Tuesday, 18 June 2013

Fish & Chip Shop: off the scale

Good, but at these prices I want battered whale.

I've already written a Fish & Chip Shop review. They send you an email asking for your thoughts the very next day. In fact, they are very up on technology: you can book online and get a text straight away; the waiters all have iPads (more on that later); and their pricing is years ahead of 2013. By which I mean they must be predicting some pretty wild inflation, because I've never paid £70 in a fish and chip shop before.

But then I've also never had such good fish and chips – except the one time I cooked them myself with spectacular results (see my instagram). The beer batter, made with Beavertown beer was light and crispy, the fish white as snow and fresh, and the mushy peas absolutely perfect, with just a hint of mint and lemon and a lovely skinless texture. The dish of the day, though, was starter – called "fried particulars" – which were, bafflingly, deep-fried mushy peas with soft ham hock in the middle.
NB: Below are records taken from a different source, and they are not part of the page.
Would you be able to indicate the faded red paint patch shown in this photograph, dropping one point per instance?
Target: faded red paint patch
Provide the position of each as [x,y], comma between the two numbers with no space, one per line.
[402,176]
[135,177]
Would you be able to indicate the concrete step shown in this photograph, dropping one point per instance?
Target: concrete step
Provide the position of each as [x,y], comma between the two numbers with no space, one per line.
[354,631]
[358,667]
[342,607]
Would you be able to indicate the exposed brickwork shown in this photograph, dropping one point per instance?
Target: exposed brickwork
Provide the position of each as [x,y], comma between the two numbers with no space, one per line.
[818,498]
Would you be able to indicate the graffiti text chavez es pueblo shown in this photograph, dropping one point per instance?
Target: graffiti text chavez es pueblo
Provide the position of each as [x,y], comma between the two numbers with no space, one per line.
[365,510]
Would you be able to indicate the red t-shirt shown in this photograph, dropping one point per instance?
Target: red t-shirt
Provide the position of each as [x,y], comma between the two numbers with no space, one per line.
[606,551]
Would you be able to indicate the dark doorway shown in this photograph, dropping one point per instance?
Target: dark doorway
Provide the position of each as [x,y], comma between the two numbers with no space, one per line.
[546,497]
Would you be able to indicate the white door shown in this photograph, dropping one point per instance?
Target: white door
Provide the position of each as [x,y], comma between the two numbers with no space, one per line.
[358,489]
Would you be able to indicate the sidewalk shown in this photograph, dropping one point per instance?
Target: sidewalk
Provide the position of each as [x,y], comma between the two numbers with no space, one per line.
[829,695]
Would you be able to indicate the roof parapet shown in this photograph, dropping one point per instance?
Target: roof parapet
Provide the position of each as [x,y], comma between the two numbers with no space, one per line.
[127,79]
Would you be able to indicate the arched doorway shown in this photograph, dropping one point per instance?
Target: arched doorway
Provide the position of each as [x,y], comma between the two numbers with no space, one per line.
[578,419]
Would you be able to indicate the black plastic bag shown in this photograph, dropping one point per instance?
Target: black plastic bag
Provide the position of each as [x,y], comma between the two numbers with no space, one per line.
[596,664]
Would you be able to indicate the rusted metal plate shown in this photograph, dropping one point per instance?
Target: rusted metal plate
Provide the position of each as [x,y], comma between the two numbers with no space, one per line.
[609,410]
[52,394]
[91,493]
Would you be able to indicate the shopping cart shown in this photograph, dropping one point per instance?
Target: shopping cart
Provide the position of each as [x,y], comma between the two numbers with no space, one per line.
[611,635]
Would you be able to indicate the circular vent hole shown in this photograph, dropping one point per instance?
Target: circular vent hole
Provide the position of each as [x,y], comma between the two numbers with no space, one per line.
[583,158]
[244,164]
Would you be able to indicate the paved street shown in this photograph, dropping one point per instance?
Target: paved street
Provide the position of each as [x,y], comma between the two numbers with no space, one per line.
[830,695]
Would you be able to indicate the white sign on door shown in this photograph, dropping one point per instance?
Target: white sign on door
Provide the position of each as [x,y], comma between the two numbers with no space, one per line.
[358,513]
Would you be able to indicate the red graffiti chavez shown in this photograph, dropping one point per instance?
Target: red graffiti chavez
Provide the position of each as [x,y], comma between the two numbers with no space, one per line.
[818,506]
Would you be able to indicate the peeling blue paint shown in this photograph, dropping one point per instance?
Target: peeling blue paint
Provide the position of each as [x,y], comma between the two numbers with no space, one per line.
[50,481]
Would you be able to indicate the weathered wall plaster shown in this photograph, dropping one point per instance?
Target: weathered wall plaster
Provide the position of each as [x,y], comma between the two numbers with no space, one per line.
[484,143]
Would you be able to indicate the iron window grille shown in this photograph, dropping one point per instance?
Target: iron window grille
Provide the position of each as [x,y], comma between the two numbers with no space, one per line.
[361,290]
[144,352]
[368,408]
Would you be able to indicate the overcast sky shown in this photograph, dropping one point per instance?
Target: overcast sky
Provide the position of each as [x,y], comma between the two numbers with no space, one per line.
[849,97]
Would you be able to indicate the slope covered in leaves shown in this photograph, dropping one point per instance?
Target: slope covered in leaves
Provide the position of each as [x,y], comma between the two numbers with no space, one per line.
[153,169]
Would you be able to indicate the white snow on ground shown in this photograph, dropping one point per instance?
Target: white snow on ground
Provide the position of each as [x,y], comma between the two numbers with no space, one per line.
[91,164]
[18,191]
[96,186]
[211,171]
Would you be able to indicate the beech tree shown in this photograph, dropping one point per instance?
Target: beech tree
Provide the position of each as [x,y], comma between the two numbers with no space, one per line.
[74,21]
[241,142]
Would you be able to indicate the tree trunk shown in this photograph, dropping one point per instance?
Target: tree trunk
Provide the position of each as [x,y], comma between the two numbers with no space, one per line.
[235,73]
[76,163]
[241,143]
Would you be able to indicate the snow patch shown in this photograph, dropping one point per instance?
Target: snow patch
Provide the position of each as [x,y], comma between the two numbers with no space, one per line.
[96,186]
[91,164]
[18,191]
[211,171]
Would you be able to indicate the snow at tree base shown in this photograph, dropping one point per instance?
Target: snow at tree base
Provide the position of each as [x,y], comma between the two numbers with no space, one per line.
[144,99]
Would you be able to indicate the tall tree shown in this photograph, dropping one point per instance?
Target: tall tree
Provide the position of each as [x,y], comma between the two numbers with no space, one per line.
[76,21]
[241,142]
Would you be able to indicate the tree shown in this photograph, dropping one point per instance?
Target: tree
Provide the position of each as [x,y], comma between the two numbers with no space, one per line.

Only three came but I would have happily chomped through ten of them. Special praise should also go to the Knickerbocker glory dessert, which was as retro and ridiculous as I'd hoped.

So it was all pretty brilliant. But was it worth £70? God no. For £13.50 my partner got a lovely fish curry, but barely a fillet's worth of fish, and my cod was by no means a Moby Dick. The whole movement of cutesy comfort food, done simply and done well relies on reasonable prices because the cooking skill required is low. It's all about ingredients. When you look at MEATliquor, Chicken Shop et al they all seem to have agreed to keep prices low –  a memo the Fish & Chip shop never received. Perhaps Des McDonald and head chef Lee Bull are too used to charging Ivy pricing, but it's more likely that finding sustainable cod is harder than beef, but that just made me realise how disappointingly mainstream the fish selection was.

To be fair, we had three courses (although we shared our Knickerbocker Glory). But for fish, chips and mushy peas, you'd be slightly peeved to pay £14.50, especially at the absolute polar ice-cap of Upper Street. It's £11.50 to take away, so where that extra three pounds comes from is a mystery given that they can cash in on drinks and stick a 12.5% for service charge on top of that to eat in. And the service. Oh God. Despite making a huge show and dance of their iPads, they forgot my beer twice before bringing the wrong one; gave us extra asparagus by accident, said it was for free and then charged us for it; and brought extra chips at the main course by accident too. Apparently the chef "misheard the waiter", which made me wonder what the point of the iPads were.

I'll send them my review via my iPad and see if they get the message.